It is an unsolved problem if there is a prime between two consecutive triangular numbers. A positive answer to this problem would solve Legendre's Conjecture. What happens if we look beyond consecutive triangular numbers and instead ask if there is a prime number $q$ such that $q \in(T_n, T_{n+k})$ for some positive integer $k$. Obviously $k=1$ is the original statement.
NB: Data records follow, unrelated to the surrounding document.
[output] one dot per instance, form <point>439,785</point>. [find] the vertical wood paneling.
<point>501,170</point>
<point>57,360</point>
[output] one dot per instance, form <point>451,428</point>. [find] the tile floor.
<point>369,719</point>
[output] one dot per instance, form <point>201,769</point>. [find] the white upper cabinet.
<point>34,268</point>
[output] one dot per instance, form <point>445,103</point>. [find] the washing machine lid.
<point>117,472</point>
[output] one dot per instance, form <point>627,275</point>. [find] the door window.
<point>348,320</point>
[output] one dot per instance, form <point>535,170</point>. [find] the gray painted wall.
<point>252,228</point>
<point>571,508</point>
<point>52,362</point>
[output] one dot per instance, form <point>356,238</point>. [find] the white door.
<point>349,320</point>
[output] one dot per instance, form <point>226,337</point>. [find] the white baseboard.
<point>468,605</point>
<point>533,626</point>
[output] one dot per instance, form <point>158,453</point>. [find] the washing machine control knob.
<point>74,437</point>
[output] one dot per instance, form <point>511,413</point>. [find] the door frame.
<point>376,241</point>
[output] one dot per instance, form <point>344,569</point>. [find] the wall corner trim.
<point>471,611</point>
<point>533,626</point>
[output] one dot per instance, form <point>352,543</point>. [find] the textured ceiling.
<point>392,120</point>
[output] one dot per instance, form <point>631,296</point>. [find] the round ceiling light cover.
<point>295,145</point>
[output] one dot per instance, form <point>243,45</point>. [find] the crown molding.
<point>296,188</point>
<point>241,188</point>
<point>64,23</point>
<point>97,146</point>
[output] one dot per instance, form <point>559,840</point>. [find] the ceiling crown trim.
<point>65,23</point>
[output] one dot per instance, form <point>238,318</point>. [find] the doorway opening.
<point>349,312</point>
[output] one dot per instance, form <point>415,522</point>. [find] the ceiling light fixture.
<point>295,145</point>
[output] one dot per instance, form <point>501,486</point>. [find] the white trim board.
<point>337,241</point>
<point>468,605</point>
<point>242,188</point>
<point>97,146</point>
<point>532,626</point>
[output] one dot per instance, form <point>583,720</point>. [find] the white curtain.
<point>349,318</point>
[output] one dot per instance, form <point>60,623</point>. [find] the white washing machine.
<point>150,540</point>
Are there any materials on this or has anyone solved a k such that the statement is true?
Note: this post.
This is to big for a comment but - I write the positive numbers starting at $1$ in a triangle:$$\mathbb{N}_\triangle = \begin{matrix} &&&&&21&\ldots \\ &&&&15&20&\ldots \\ &&&10&14&19&\ldots \\ &&6&9&13&18&\ldots \\ &3&5&8&12&17&\ldots \\ 1&2&4&7&11&16&\ldots \end{matrix}$$
In a previous post it was shown that if $x$ is in column $n$ then the double of $x$ can be found in the $d_n(x)^{th}$ column where $$d_n(x)=\Bigg\lceil{-1 + \sqrt{1 + 16x} \above 1.5pt 2}\Bigg\rceil$$ we can then use Betrand's Postulate to show that there is a prime $q$ in between the columns $[n,d_n(x)]$. In particular if $T_n$ is the n$^{th}$ triangular number then there is a prime between $T_n$ and $T_{d_n(x)}$. So for example if $T_{13}=91$ then the double of $91$ is $182$ which is in column $$d_n(91)=\Bigg\lceil{-1 + \sqrt{1 + 16*91} \above 1.5pt 2}\Bigg\rceil =19$$ and $T_{19} = 190$. So there is a prime $q \in (T_{13},T_{19})$. Compare this to the comment above that gives a bound $k=2n$ and so gives us $T_{26}=351$. I am certain $T_{d_n(x)} \leq T_{2n}$. I write out the intital values of $d_n(x)$ for $n^{th}$ triangular number $$ 2,3,5,6,8,9,10,12,13,15,16,18,\ldots$$ and this appears to be $$2(n-1)-\Bigg\lfloor(n-1)\sqrt{1 \above 1.5pt 3}\Bigg\rfloor$$ Compare to this sequence A195129.